This study introduces a mesoporous magnetic nano-system for the delivery of apigenin (API). A targeted therapeutic drug delivery system was prepared based on Fe₂O₃/Fe₃O₄@mSiO₂-HA nanocomposites. Magnetic Fe₂O₃/Fe₃O₄ heterogeneous nanoparticles were first prepared via the rapid-combustion process. The effects of solvent type, solvent volume, calcination temperature, and calcination time on the crystal size and magnetism of the Fe₂O₃/Fe₃O₄ heterogeneous nanoparticles were investigated. The mesoporous silica shell was deposited on the Fe₂O₃/Fe₃O₄ heterogeneous nanoparticles using an improved Stöber method. HA was exploited as the targeting ligand. The specific surface area of the Fe₂O₃/Fe₃O₄@mSiO₂ nanocomposites was 369.6 m²/g, which is 19 times higher than that of the magnetic Fe₂O₃/Fe₃O₄ heterogeneous nanoparticle cores. Drug release properties from the Fe₂O₃/Fe₃O₄@mSiO₂-HA nanocomposites were studied, and the result showed that API-loaded nano-system had sustained release effect. Prussian blue staining and electrochemical performance variation showed that an external magnetic field facilitated cell uptake of Fe₂O₃/Fe₃O₄@mSiO₂-HA nanocomposites. MTT assays showed that the cell inhibition effect of API-Fe₂O₃/Fe₃O₄@mSiO₂-HA was stronger than that of free API at the same drug dose under a magnetic field and Fe₂O₃/Fe₃O₄@mSiO₂-HA nanocomposites showed good biocompatibility. Fluorescence imaging, flow cytometry, western blot, reactive oxygen species (ROS), Superoxide dismutase (SOD) and malondialdehyde (MDA) kits verified that the enhanced therapeutic action was due to the promotion of apoptosis, lipid peroxidation, and ferroptosis. The magnetic nano-system (Fe₂O₃/Fe₃O₄@mSiO₂-HA) showed good magnetic targeting and active hyaluronic acid targeting, and has the potential to provide a targeted delivery platform for many antitumor drugs.

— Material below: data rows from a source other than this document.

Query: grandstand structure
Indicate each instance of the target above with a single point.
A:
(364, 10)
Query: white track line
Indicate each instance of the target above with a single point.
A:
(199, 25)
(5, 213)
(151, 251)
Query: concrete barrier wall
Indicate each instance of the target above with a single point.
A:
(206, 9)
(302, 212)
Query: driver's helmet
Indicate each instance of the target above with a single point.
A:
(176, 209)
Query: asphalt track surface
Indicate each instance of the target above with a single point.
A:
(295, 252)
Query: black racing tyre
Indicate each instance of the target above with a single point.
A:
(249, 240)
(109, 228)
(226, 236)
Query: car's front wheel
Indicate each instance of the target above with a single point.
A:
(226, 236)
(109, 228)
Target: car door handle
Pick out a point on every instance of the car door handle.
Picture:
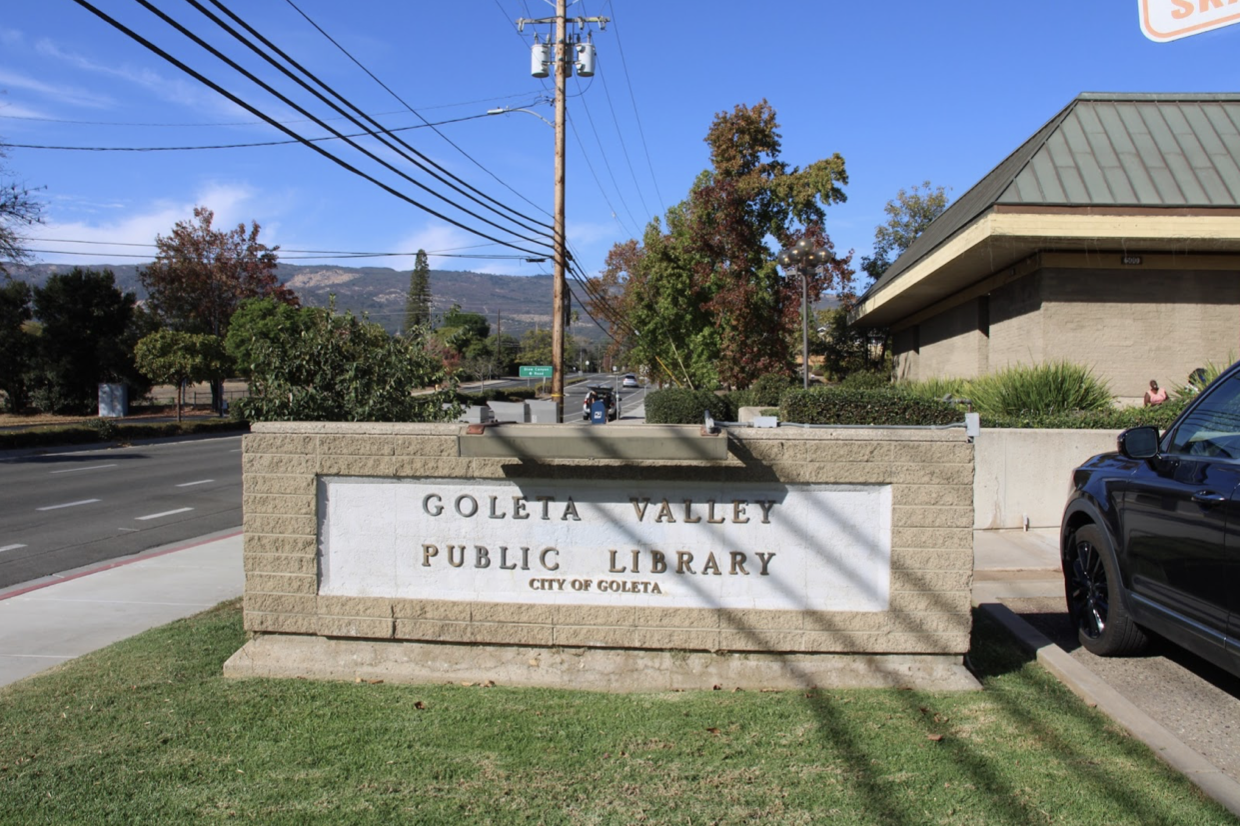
(1208, 497)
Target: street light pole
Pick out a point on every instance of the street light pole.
(796, 258)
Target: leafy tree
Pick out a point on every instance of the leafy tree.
(201, 275)
(17, 208)
(536, 347)
(341, 368)
(258, 320)
(87, 337)
(16, 344)
(176, 357)
(908, 215)
(704, 301)
(417, 306)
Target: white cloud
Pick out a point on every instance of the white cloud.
(68, 94)
(232, 204)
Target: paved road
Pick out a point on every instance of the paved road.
(65, 510)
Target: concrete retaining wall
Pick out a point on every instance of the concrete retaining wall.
(1026, 474)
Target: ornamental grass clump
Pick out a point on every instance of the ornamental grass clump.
(1040, 390)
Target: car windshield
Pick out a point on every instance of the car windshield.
(1213, 427)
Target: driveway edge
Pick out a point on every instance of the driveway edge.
(1095, 692)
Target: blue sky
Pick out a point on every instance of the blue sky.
(905, 91)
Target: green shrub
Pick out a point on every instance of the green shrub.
(497, 395)
(681, 406)
(1040, 390)
(866, 380)
(854, 406)
(936, 388)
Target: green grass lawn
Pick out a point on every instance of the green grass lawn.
(148, 732)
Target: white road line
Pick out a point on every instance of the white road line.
(52, 507)
(155, 516)
(73, 470)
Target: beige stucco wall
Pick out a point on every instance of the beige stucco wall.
(1127, 324)
(930, 474)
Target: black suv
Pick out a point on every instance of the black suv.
(1151, 535)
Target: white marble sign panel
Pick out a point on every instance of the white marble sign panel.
(668, 545)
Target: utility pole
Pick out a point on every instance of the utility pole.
(563, 67)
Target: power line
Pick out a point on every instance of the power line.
(263, 143)
(274, 63)
(411, 108)
(283, 128)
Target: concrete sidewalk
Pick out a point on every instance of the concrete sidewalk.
(58, 618)
(1183, 717)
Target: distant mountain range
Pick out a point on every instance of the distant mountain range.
(515, 303)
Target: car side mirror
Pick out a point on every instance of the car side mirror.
(1138, 443)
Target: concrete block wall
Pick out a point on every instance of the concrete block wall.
(930, 474)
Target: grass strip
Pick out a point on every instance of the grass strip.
(146, 731)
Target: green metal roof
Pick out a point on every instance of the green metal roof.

这项研究介绍了一种介孔磁性纳米系统，用于输送芹菜素（API）。基于Fe ₂ O ₃ / Fe ₃ O ₄ @mSiO ₂ -HA纳米复合材料制备了靶向治疗药物递送系统。首先通过快速燃烧过程制备磁性Fe ₂ O ₃ / Fe ₃ O ₄异质纳米颗粒。溶剂类型，溶剂量，煅烧温度和煅烧时间对Fe ₂ O ₃ / Fe ₃ O ₄的晶体尺寸和磁性的影响研究了异质纳米颗粒。使用改进的Stöber方法将中孔二氧化硅壳沉积在Fe ₂ O ₃ / Fe ₃ O ₄异质纳米颗粒上。HA被用作靶向配体。Fe ₂ O ₃ / Fe ₃ O ₄ @mSiO ₂纳米复合材料的比表面积为369.6 m ² / g，是磁性Fe ₂ O ₃ / Fe ₃ O ₄异质纳米颗粒核的比表面积的19倍。Fe ₂ O _3的药物释放特性对/ Fe ₃ O ₄ @mSiO ₂ -HA纳米复合材料进行了研究，结果表明，载有API的纳米体系具有缓释作用。普鲁士蓝染色和电化学性能变化表明，外部磁场有助于细胞吸收Fe ₂ O ₃ / Fe ₃ O ₄ @mSiO ₂ -HA纳米复合材料。MTT分析表明，在磁场和Fe ₂ O ₃相同剂量下，API-Fe ₂ O ₃ / Fe ₃ O ₄ @mSiO ₂ -HA的细胞抑制作用强于游离API。/ Fe ₃ O ₄ @mSiO ₂ -HA纳米复合材料表现出良好的生物相容性。荧光成像，流式细胞仪，蛋白质印迹，活性氧（ROS），超氧化物歧化酶（SOD）和丙二醛（MDA）试剂盒证实，增强的治疗作用归因于细胞凋亡，脂质过氧化作用和肥大症。磁性纳米系统（Fe ₂ O ₃ / Fe ₃ O ₄ @mSiO ₂ -HA）表现出良好的磁性靶向性和活性透明质酸靶向性，并有潜力为许多抗肿瘤药物提供靶向递送平台。